Turmeric - it has been getting a lot of attention lately.  It is anti-inflammatory and helps in the relief of rheumatoid arthritis and is also linked to cancer prevention and improved liver function. 
Cilantro - also known as coriander leaves.  It has cholesterol  and blood sugar lowering properties.  It has high phytonutrient content and is also beneficial in helping the body get rid of toxins.
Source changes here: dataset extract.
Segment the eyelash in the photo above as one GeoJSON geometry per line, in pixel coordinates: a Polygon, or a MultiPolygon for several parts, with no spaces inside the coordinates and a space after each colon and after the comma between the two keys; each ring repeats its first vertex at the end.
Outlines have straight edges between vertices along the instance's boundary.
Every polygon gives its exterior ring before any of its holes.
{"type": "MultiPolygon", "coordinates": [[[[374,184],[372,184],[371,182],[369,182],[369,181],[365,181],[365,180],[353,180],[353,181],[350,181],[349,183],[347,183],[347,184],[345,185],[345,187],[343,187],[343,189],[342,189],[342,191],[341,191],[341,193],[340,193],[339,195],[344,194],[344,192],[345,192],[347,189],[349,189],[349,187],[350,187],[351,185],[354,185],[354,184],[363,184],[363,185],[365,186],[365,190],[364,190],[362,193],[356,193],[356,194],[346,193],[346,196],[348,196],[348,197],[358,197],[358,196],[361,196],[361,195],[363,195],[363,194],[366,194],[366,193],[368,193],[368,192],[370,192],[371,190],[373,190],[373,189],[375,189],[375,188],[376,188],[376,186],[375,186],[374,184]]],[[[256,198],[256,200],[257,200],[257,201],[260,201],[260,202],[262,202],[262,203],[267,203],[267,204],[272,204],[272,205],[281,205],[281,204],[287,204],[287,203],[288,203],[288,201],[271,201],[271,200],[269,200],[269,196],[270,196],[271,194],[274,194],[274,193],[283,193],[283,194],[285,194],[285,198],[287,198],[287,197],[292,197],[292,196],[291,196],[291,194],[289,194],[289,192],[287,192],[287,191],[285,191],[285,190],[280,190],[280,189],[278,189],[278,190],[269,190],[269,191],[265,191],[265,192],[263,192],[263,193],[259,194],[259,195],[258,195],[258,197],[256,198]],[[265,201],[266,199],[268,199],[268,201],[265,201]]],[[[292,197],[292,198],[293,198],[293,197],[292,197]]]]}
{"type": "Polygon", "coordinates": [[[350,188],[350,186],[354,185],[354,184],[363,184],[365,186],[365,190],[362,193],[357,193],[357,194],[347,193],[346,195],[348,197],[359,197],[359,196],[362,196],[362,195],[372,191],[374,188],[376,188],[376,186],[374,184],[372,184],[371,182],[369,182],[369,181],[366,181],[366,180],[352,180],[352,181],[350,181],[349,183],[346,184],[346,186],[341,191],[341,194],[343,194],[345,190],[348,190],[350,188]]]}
Detox supplements usually has cilantro as one of its ingredients. 

 

Ginger & Turmeric Spiced Cauliflower and Sweet Potato Soup
Ingredients:

1 small cauliflower, cut into florets, approximately 3 cups
1 large sweet potato, peeled and cut into cubes, approximately 3 cups
3 stalks celery, chopped
2" ginger, peeled and grated
1 small red onions, minced
1/4 cup cilantro, chopped
2 Tbsp. coriander powder
2 tsp. turmeric
1/2 tsp. cumin
Himalayan or sea salt to taste
2 Tbsp. coconut oil
5 - 6 cups water or veggie stock or a combination of both

Method:
On a large pot and on medium heat, saute the ginger and onions with the coconut oil for 2 minutes.  Add the coriander powder, turmeric and cumin and stir until fragrant.  Pour in the water or stock and boil. then add all the vegetables.  Let it boil then simmer until they are tender, approximately 10-12 minutes.   Make sure they do not overcook.  Add the salt and adjust the taste. You can add more grated ginger or a pinch of cayenne for more heat.  Blend in batches in an upright blender until smooth.  Reheat if necessary. Serve with a few drops of cilantro oil.

Cilantro Oil (Optional)
1/2 cups cilantro
1/4 cup hemp or flaxseed oil
Pinch of salt

Blend until smooth.

I also have older posts for soups here and here which you may like.  For a short version of this current post, steam all the veggies  for 8-10 minutes  and use the water to blend the soup.  Add salt, herbs and all spices and blend until smooth.  Adjust the taste and serve.

 

I had a quiet "me-day" today as my hubby was at work and my son left yesterday for "Winterblast 2015."  He joined other teenagers at our Church for a fun-filled weekend up North.  They get to learn from God's Word and at the same time strengthen  their relationship with each other - without social media and electronic gadgets -  amidst the  beauty of this Season.  It's also a snow day in the city, one that is serene since it did not have that blizzard-type and windy characteristic like other days.  

I hope February is great for you so far.  I'm also writing about my "Plant-based Desserts" course at Matthew Keeney and will be posted mid-week in time for Valentines Day.  It has some chocolates in it!